Ecrire, c’est donc en quelque sorte une thérapie pour toi ?
Complètement. La créativité est mon unique thérapie. C’est pourquoi je crois en l’importance de la philosophie du punk pour contrebalancer le pouvoir établi. Cela fait trop longtemps que les gouvernements successifs cherchent à faire de nous de bons petits soldats. Nos vies sont ternes et l’on en arrive à ne plus penser qu’à soi et à son bien-être. Pourtant, nous devrions tous communiquer entre nous, au sens le plus pur du terme. A mon petit niveau, essayer de casser ce système me fait du bien. j’ai l’impression de me battre pour une noble cause. Comme le disait Joseph Beuys, “Chacun d’entre nous est un artiste”.
Le contraste est particulièrement saisissant entre le sujet abordé par “Tinfoil Deathstar” (l’addiction à l’héroïne, ndlr) et la musique qui l’accompagne.
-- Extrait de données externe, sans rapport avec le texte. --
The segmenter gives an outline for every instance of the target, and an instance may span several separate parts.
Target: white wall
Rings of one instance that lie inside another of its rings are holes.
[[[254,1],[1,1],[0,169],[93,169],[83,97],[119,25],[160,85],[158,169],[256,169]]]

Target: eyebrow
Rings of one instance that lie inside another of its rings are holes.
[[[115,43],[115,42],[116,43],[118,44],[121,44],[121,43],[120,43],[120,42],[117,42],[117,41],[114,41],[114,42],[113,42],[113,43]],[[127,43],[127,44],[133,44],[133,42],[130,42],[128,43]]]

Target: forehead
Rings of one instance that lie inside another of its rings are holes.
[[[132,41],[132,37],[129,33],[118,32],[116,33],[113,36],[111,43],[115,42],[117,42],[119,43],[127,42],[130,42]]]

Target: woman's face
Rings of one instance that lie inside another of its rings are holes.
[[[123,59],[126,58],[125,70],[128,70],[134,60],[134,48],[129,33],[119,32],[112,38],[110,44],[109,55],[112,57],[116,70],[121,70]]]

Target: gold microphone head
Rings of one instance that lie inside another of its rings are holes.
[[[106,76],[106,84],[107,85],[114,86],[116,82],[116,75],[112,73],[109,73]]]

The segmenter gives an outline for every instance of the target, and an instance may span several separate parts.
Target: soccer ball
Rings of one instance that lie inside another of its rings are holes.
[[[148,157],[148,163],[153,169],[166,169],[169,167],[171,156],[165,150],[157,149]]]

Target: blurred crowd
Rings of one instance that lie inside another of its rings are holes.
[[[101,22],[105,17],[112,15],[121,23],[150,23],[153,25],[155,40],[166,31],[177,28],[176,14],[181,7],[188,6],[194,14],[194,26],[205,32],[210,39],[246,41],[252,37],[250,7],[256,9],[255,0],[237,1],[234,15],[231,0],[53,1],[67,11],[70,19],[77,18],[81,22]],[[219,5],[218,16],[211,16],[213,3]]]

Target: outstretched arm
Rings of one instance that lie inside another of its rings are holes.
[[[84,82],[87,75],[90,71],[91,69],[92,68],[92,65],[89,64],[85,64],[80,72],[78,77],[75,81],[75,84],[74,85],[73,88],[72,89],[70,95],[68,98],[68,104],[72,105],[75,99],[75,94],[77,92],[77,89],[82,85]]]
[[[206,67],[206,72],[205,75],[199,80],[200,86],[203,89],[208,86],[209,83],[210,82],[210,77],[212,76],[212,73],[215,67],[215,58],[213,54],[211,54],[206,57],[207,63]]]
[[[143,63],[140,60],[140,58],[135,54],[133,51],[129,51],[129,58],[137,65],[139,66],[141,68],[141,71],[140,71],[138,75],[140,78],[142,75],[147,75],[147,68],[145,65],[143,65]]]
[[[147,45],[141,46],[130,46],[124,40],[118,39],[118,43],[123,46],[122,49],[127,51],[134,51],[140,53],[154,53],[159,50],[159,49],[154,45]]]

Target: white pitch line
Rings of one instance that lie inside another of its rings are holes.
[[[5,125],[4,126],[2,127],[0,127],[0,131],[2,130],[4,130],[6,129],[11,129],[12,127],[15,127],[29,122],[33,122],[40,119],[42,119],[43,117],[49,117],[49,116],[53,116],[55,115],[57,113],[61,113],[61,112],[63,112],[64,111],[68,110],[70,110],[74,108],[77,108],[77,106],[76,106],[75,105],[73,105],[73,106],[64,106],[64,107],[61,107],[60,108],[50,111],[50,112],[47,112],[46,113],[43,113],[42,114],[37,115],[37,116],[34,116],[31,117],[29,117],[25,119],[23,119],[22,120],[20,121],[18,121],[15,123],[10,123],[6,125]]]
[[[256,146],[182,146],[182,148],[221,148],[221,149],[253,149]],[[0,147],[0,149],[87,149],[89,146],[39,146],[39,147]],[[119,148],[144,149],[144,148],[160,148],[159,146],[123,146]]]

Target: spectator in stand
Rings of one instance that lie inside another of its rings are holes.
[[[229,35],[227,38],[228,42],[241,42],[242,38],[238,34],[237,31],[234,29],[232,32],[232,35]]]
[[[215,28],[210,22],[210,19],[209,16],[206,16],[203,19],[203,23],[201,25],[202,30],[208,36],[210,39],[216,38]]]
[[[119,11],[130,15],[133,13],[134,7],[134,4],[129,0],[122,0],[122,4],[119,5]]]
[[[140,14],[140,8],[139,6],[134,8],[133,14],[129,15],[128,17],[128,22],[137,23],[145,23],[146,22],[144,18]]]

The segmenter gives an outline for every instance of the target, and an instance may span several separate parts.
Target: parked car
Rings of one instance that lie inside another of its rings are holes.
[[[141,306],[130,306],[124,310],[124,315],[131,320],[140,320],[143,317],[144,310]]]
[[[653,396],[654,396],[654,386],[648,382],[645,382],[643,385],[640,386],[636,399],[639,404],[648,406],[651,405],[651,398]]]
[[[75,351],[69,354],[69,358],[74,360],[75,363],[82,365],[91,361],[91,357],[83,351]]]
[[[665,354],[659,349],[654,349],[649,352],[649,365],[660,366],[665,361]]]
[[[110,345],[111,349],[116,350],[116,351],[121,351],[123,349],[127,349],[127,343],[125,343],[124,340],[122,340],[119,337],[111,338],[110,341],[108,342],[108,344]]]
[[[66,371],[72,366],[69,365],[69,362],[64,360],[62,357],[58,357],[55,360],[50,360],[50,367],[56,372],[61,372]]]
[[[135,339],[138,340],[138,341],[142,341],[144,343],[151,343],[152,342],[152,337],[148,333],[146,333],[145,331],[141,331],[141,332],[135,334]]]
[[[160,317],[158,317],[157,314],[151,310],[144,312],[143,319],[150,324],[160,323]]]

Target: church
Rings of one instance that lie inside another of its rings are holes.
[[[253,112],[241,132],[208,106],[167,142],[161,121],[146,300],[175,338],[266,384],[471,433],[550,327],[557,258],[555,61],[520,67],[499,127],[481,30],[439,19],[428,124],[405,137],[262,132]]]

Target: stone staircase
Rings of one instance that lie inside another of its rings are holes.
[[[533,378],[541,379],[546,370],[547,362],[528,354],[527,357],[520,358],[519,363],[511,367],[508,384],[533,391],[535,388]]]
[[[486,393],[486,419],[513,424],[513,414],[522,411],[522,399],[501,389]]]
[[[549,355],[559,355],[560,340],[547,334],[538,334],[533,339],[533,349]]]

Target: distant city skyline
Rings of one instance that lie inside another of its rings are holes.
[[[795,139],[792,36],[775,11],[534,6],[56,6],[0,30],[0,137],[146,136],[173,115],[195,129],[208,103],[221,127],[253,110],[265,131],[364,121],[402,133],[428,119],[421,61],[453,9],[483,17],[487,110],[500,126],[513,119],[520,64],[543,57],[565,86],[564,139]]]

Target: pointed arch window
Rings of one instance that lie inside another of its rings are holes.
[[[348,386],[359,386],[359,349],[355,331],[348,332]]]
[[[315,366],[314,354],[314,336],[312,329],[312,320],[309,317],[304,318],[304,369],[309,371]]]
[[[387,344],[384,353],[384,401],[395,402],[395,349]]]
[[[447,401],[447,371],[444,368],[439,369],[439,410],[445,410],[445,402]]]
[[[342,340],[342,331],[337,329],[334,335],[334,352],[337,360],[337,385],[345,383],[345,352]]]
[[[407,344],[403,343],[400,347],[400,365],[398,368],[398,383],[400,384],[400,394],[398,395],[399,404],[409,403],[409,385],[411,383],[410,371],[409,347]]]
Saul n’aime pas vraiment cette chanson, à juste titre. L’héroïne a fait pas mal de dégâts dans le groupe. Saul a été le plus touché. Je l’ai vu s’enfoncer lentement ces trois dernières années. C’est passé d’un usage récréatif à un budget de 90 £ par jour. Tu imagines en arriver à devoir négocier avec ton meilleur ami tous les jours pour arriver à le faire monter sur scène pour les concerts. Si je ne lui apportais pas sa came, il refusait de jouer. Je ne souhaite à personne de voir un proche s’enfoncer à ce point. Je ne prends de l’héroïne que deux fois par an pour me rappeler à quel point je déteste cette drogue. Je préfère les drogues qui te stimulent. J’ai des amis accros à l’héroïne qui restent scotchés sur leur canapé à regarder la même chaîne de télé pendant quatre semaines. Je devais me libérer de ce poids en écrivant un titre sur le sujet. J’ai voulu le mettre en parallèle avec ce qui est arrivé à David Clapson. C’est un diabétique qui est décédé car on lui a supprimé ses allocations chômage à cause d’un seul rendez-vous manqué avec son conseiller. Il n’a pas pu payer sa facture d’électricité pour garder son insuline au froid et en est mort. Je trouvais le rapprochement intéressant. D’un côté ces jeunes issus de familles modestes qui passent d’un style de vie festif à un repli et une addiction aux drogues dures, et un pays dont l’élite réduit ses habitants à des moins-que-rien. Comme je te l’ai précisé, j’écris principalement sur ce qui se passe dans ma vie et des sujets politiques. Je ne savais pas sur quelle chanson j’allais pouvoir en parler. Et puis un jour, au studio, Saul m’a fait écouter ce qu’il venait d’enregistrer. Cet instrumental au beat très disco. Je me suis tout de suite dit que ce serait parfait d’avoir un rythme à la Bee Gees qui était à l’opposé des effets de cette drogue sur ton corps. Histoire d’évoquer ainsi les bons moments du début qui se terminent en tragédie quelques années après.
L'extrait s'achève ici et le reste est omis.